Thursday, July 30, 2009

Books, Etc...


One of the good things about retirement is that you have more time to read and reflect. I just finished reading Robert Caro’s, Master of the Senate. This is the writer's third volume on Lyndon Johnson. This thousand page book won Caro a Pulitzer Prize. After reading it I can see why. The author focuses on Lyndon Johnson and his lust for power. He tells about Johnson’s dark side and I came away feeling Johnson was not a pleasant person to know. But I learned a great deal about how the Senate works and does not work and how God really does “write straight lines with crooked sticks.” Brilliant and ruthless, Johnson was responsible in passing the first Civil Rights legislation since Reconstruction. The book covers one of the most remarkable periods in American history: 1949-1960. I sometimes wondered if I would ever get through this long, long book. It was a good, good read.


For Devotional reading I have been reading This I Believe II. This I Believe began on NPR when people from all walks of life would tell briefly what meant the most to them and kept them going. I had read the first volume and was excited when Volume II came out. Many of these short essays lifted my spirits. Famous folk like Yo Yo Ma, Elie Wiesel to ordinary people like a diner waitress, an Iraq war veteran and a multitude of others. People tell about forgiveness, personal integrity and being open to change. In this time when some days it really does seem like the sky is falling I find books like this to be supremely helpful.


I keep coming back to a poet I discovered just a few years ago. Alden Nowlan’s Selected Poems does the same kind of lifting my spirits as the This I Believe series. Nowlan was one of Canada’s finest poets. Hew was born in Nova Scotia. He died in 1983 but left behind poems that continue to move and help. Amazingly he only had five years of official schooling. He left school when he was twelve years old to work as a pulp cutter and millhand in the forests of the Maritimes. His poem, “He Sits Down on the Floor of a School for the Retarded” tells of visiting a school for the mentally handicapped. A female resident came and sat down beside him and put her arms around him. Not knowing what to do he responded by holding her in his arms. The end of that poem is moving:

“It’s what we all want, in the end,
to be held, merely to be held,
to be kissed (not necessarily with the lips,
for every touching is a kind of kiss).

Yes, it’s what we all want, in the end,
not to be worshipped, not to be admired,
not to be famous, not to be feared,
not even to be loved, but simply to be held.”

Even though I read his poems some time ago, I keep coming back to him.
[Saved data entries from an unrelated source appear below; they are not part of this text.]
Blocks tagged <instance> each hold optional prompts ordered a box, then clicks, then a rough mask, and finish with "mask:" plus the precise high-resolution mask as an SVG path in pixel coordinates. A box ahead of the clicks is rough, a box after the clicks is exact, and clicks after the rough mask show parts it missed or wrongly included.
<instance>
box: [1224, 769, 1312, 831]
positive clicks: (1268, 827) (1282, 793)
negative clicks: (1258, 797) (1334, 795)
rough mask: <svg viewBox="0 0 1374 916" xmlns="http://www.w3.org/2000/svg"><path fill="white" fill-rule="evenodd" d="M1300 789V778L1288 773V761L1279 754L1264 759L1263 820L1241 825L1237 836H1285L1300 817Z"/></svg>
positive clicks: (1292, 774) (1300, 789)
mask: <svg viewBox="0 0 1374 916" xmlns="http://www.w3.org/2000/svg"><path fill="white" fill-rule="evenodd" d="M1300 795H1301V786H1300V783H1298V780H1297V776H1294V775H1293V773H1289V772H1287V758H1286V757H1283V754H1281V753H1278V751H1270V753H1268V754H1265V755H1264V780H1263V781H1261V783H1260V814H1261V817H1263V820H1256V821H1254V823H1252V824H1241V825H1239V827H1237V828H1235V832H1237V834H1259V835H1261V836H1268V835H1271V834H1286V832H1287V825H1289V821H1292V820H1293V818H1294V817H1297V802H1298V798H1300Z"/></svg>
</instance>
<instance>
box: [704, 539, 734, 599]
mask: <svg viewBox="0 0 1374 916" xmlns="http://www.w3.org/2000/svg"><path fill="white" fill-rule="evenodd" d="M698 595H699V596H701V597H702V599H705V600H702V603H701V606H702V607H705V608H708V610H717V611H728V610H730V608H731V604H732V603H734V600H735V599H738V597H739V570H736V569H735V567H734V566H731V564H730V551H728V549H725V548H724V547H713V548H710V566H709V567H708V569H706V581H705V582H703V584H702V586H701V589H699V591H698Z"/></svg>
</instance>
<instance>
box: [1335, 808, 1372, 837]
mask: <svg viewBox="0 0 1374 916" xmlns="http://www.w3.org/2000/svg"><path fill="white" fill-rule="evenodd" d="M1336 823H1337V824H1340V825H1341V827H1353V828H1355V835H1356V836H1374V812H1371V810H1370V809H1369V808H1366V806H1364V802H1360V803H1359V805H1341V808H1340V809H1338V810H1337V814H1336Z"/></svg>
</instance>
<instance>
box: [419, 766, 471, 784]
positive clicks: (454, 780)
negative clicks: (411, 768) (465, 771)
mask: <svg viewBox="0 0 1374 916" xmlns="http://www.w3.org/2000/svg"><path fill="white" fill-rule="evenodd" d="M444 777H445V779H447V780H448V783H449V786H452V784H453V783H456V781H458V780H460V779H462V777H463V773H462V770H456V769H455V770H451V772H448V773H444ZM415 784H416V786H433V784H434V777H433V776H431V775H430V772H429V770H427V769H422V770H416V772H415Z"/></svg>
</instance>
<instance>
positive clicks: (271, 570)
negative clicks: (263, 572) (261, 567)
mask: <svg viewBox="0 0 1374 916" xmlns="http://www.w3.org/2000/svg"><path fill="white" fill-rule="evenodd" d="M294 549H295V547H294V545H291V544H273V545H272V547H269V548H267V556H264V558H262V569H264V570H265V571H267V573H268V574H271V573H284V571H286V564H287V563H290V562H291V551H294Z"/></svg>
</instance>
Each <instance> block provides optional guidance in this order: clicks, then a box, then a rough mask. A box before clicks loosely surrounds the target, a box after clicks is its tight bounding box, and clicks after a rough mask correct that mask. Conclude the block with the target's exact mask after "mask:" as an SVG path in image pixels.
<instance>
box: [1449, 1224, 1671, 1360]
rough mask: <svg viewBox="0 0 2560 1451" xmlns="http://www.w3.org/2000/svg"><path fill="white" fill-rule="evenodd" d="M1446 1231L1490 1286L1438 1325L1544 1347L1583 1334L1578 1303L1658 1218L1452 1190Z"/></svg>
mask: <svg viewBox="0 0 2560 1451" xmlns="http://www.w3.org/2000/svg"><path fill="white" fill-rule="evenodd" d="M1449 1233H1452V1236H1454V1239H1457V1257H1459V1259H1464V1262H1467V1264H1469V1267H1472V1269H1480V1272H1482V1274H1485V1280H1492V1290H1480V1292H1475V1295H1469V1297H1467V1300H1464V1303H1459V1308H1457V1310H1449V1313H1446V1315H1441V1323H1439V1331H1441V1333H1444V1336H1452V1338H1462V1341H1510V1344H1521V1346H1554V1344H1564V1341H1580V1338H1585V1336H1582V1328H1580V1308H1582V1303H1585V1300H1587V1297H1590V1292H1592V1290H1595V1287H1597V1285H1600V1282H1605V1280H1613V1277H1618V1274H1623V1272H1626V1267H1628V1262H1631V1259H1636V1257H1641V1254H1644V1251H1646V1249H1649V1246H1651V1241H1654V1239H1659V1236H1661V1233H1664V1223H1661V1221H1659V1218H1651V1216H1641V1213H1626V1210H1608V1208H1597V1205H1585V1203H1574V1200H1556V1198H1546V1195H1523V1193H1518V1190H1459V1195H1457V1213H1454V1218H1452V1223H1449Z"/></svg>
He touches my heart—maybe his poems hug me when I need it.

Like Documentaries? I recommend Food, Inc. I saw the movie recently and I think it is taken from a book by that same title. The movie jolted me awake to some of the problems that greed has brought to the food industry. Thinking about it, it looks like every institution has been infected seriously with greed. Health care, education, politics, of course. This constant demand for entertainment has forced television news and newspapers to mute their most important function. Walter Cronkite’s death made many of us come to terms to how much we have lost. Money seems to run everything. And so we come back to food. I learned that corn is in just about every product we eat. Montesano controls 90% of the corn supply in this country. Farmers who do not bow to their wishes are simply squeezed out of business. Agri-business has just about killed off the farmers anyway. This is a disturbing film. If you are interested at all in one of the real problems we all face this movie would be worth seeing.